Tuesday, April 15, 2025

the subway has exited the tunnel

It took two or three zesty sessions, but the vile, brown subway did eventually exit the tunnel. I had texted the IT guy around 8 this morning, and I never heard back from him, so I was pretty sure that his visit would happen right as I was lustily squeezing one out while on the throne. And sure enough, there was a knock on the door around 11:45 a.m. while I was in flagrante. Mind you, I live alone, so I have many of the bizarre, difficult quirks of people who live alone. Practically speaking, this means I launch my stercore missiles without closing my bathroom door: I leave it wide open despite its proximity to my apartment's front door (the smell!), not even blocking myself off with a shower curtain. After all, how often is it that I have visitors?
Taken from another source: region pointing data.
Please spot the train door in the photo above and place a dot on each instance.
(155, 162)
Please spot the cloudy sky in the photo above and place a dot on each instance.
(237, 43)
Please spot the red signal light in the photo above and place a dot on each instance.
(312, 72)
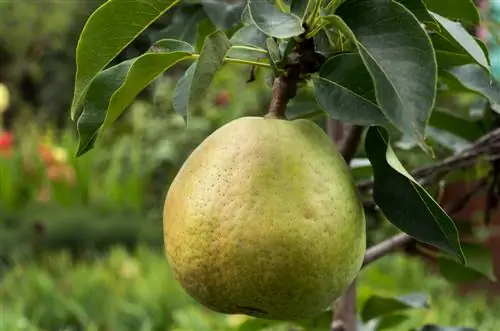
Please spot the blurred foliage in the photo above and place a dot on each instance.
(113, 195)
(126, 291)
(37, 53)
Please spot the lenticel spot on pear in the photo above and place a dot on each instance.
(263, 219)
So this dude comes a-knockin' while my ass is a-rockin', and I shout out that I need a minute. I wipe just barely enough to be able to stand like a proper Homo erectus, then try to flush... but I'd forgotten that I had shut off the toilet valve before my trip, so I needed to open it up again. I did that, flushed, then dumped a glug of bleach into the toilet water, but I knew it wouldn't be enough since so much of the bog gas was ambient. I then pulled up my pants (yes: envision the preceding events as happening with my trou around my ankles), closed the bathroom, went over to the door, and let the guy in.
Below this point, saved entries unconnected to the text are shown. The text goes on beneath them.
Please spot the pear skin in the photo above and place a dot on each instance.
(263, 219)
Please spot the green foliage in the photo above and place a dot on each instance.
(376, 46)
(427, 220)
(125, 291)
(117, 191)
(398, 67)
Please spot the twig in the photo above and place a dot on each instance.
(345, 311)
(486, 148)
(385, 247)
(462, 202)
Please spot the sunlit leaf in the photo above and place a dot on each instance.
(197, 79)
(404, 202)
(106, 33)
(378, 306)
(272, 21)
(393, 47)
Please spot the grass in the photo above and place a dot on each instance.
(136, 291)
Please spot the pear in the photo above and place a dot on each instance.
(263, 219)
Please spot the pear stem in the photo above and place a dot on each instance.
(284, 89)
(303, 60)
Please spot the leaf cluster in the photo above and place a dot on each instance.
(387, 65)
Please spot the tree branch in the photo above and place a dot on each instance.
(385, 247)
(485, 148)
I apologized for having been in the bathroom, but the guy waved it away. His hair, glasses, and posture clued me in that he was a nerdy type often hunched over electronic equipment, so it could've been that my miasma was just a minor circumstantial detail. He got to work on my computer as I explained the problem: I seemed to be connected, and the computer's WiFi-hotspot feature appeared to be functioning because both my laptop and my phone were receiving signal and performing as usual. The guy expressed confusion as he tapped away at my desktop's keyboard: everything seemed to be in order. He opened one of those esoteric windows displaying code and expressed further confusion: everything seemed to be fine, yet my desktop browser's tabs weren't showing any websites. He eventually decided to leave and to come back with his own laptop, saying he'd be back around 3:30 p.m. I thanked him as he left, then immediately went back to the throne to finish what I'd merely begun. While on the pot, I texted my brother David about the incident since he's one of the few people in the world who can appreciate my travails (David own turds have always been of mythical dimensions and proportions). His replies were cheerfully derisive in tone, as I would expect.

I finished, took a shower, and the IT guy called me back around 2 p.m. to ask whether I was using a VPN. I said yes; he said to turn it off and see what happened. Sure enough, the problem cleared up. The man hypothesized that the problem had been with the VPN, not with the computer, and that he no longer needed to make a second visit. I have since turned the VPN back on (I'm trying to hold back all of the evil spirits), and everything still seems to be fine. So if this specific problem ever returns, I'll know to turn the VPN off, then on again.

It can therefore be said that coming home has afforded me at least two types of fulfillment.


1 comment:

  1. Reminds me of that old "unplug and plug it back in" fix. I don't use a VPN here, but I had to in Korea for, um, certain websites the government had blocked.